Google+ shutting down after massive user data leak

Google announced it is shutting down Google Plus after discovering a security vulnerability that exposed the personal data of up to 500,000 users. The bug was discovered in March 2018, but was not publicly disclosed due to fears of regulatory scrutiny, the Wall Street Journal reported.


Google Plus was introduced in 2011 as a competitor to Facebook’s social media network. Linking users to other Google products such as YouTube and its search engine, it comes with Facebook-like features such as status updates, news feeds and allowing users to organize groups of friends into “circles”. However, Google+ failed to catch on with users beyond niche communities.

Data privacy and security have been thrust into mainstream discussion following a string of major breaches worldwide. Earlier this year, Facebook acknowledged that British research organization Cambridge Analytica improperly gained access to the personal data of nearly 87 million Facebook users.

In May 2017, Europe adopted the new General Data Protection Regulation (GDPR) laws that mandate companies to notify regulators of potential data breaches or leaks within 72 hours. Firms that fail to comply could face hefty fines.


Google is shutting down its Google+ social network after the company’s engineers discovered an API bug that may have exposed the personal data of more than 500,000 users to hundreds of external developers.

By default, Google+ allows app developers to access some Google+ data with users’ permission. In March 2018, Google discovered a bug located in a Google+ People API.

From 2015 to March 2018, it allowed developers of third-party apps to gain access to users’ data that was marked private as well. Data exposed included full names, email addresses, birth dates, gender, profile photos, occupation, places lived, and relationship status. However, Google+ posts, messages, Google account data, phone numbers and G Suite content were not impacted.

The bug was immediately patched as part of a review of how Google shares data with other apps. In a blog post, Google fellow and vice president of engineering Ben Smith said the bug likely occurred as a result of the API’s interaction with a Google+ code change.

Since the API was designed to keep logs for two weeks, Google said it cannot determine which users were impacted by the bug. Based on a detailed analysis of the two weeks prior to the bug patch, Google estimates the profiles of up to 500,000 Google+ accounts were affected. About 438 developers “may have used” the API in question.

“We found no evidence that any developer was aware of this bug or abusing the API, and we found no evidence that any profile data was misused,” Smith said. "Our Privacy & Data Protection Office reviewed this issue, looking at the type of data involved, whether we could accurately identify the users to inform, whether there was any evidence of misuse, and whether there were any actions a developer or user could take in response. None of these thresholds were met in this instance.”

Citing unnamed sources and a memo prepared by Google’s legal and policy staff for senior executives, the Wall Street Journal reported that Google decided not to disclose the incident due to fear of regulatory scrutiny and negative comparisons to the Facebook-Cambridge Analytica scandal. Chief Executive Sundar Pichai was reportedly briefed on the issue.

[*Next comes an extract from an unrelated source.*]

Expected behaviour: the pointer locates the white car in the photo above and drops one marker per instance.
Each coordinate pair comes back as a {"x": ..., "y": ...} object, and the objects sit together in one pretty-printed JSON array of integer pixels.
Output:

Google has decided to retire the free version of Google+ by August 2019, adding that 90% of all Google+ sessions didn’t last more than 5 seconds. The company has also announced new privacy policies for Google accounts and user data.

The disclosure comes after both Facebook and Twitter disclosed breaches in recent weeks. Facebook announced a major breach affecting at least 50 million users. Twitter disclosed a bug accidentally shared users’ direct messages with Twitter app developers.


The decision to shut down Google+ shortly after the revelation of the breach could set Google apart from its competitors who are also facing scrutiny over data privacy. US policymakers and regulators could view Google’s response to the issue, including its new policies that reign in developer access to data, as noteworthy.


Our assessment is that the Google+ breach could receive additional scrutiny from US lawmakers and regulators due to the memo reported. We believe it also raises concerns about major companies discussing how the disclosure of such security incidents would appear to regulators, given that there is no federal law requiring companies to disclose such bugs. We feel that although Google’s security issue occurred before GDPR rules went into effect, such events in the future will likely be met with further fines and reputation damage.